L’identité des lieux, le caractère des oreilles longues et pendantes, et la circonstance de la grande longueur des poils, probablement aussi de leur finesse et de leur épaisseur, qui rendit nécessaire la tonte des chèvres phrygiennes, tandis qu’on arrachait le poil de toutes les autres, nous font reconnaître la race des chèvres d’Angora que Buffon[10] a très bien décrite d’après deux individus mâle et femelle qui vivaient à la Ménagerie du Roi. Elles ont, dit-il, le poil très long, très fourni, et si fin qu’on en fait des étoffes aussi belles et aussi lustrées que nos étoffes de soie. Ainsi, nous apprenons que cette race de chèvres à poil long et fin existait du temps de Varron, dans le même pays qu’elle habite aujourd’hui. Probablement les cilices qu’on importait à Rome étaient des étoffes fines et lustrées[11], bien différentes, quoiqu’elles portassent le même nom, du Bayon grossier fait du poil des chèvres communes que les moines portèrent sur la peau par esprit de pénitence.

 

 

 



[1] Voyez le chapitre sur l’affaiblissement de la population et des produits de l’Italie pendant le VIIe siècle de Rome, à la fin de ce troisième livre.

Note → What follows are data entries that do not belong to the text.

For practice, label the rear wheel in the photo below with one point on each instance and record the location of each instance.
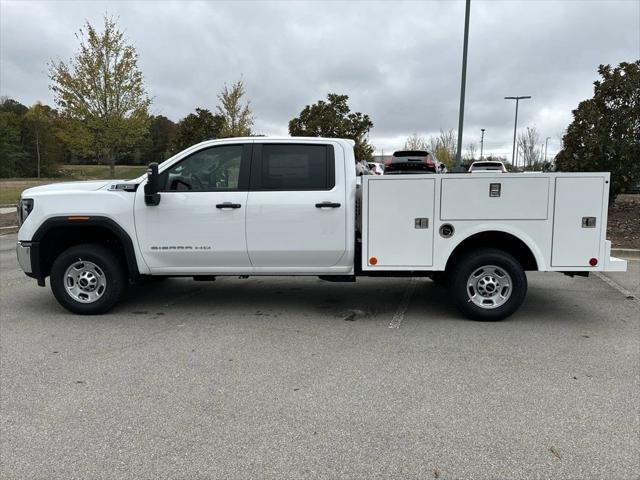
(88, 279)
(488, 285)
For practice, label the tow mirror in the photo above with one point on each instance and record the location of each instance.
(151, 189)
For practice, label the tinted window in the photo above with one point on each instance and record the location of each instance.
(211, 169)
(296, 167)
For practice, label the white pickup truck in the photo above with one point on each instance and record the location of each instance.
(295, 206)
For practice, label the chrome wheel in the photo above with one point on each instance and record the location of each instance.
(85, 281)
(489, 287)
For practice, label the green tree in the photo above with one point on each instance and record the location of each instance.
(334, 118)
(12, 155)
(237, 116)
(445, 146)
(41, 142)
(197, 127)
(101, 94)
(162, 133)
(605, 132)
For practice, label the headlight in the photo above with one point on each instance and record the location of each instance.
(25, 206)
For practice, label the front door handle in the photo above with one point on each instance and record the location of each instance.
(327, 205)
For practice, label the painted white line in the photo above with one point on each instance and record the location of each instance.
(396, 321)
(620, 288)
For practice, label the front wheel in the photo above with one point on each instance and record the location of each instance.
(88, 279)
(488, 285)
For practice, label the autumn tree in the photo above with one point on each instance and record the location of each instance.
(605, 132)
(334, 118)
(101, 95)
(12, 154)
(529, 148)
(158, 143)
(415, 142)
(237, 116)
(197, 127)
(40, 128)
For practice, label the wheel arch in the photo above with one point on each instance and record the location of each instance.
(528, 256)
(57, 234)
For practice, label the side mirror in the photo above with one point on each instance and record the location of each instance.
(151, 189)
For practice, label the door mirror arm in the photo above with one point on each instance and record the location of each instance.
(152, 187)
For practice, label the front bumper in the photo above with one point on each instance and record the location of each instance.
(23, 251)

[2] Nota ad banc locun Varronis.

[3] Voyez Lettres sur l’Italie, par M. de Châteauvieux, p. 187, 2e édition.

[4] Hist. animal., III, 20.

[5] Varron, II, XI, 5.

[6] Pline cite les inscriptions et les peintures d’Ardée, qui, dit-il, étaient plus anciennes que la fondation de Rome, XXXV, 6, 37 ; t. II, p. 682, l. 10 et p. 702, l. 4.

[7] Fabrilia vasa. Nul commentateur n’a fait de note sur ce passage. Serait-ce le bagage des ouvriers en machines, leur havresac, qui était couvert d’un tissu de poil de chèvre imperméable à l’eau ? Les locutions connues de vasa colligere, plier bagage, de prœfectus fabrum, machiniste en chef, peuvent justifier cette conjecture. Les Géoponiques (XVIII, 9), qui traduisent Varron, l’appuient : ή δέ θρίξ άναγxαία πρός τέ σχοίνους xαί σάxxους, xαί τά τοιούτοις παραπλήσια.

[8] II, XI, 12. Vid. Columelle, præf. 26, et VII, VI, 2 ; Schneider, not. h. l. ; et, sur la tonte des chèvres, et même du poil et de la barbe des boucs, Calpurnius, Ecloga V, v. 67, 68.

[9] Hist. animal., VIII, 28.

[10] T. VI, p. 270, 271, et 2e pl., éd. cit.

[11] Nous savons par Martial (XIV, 140) qu’on en faisait des chaussons.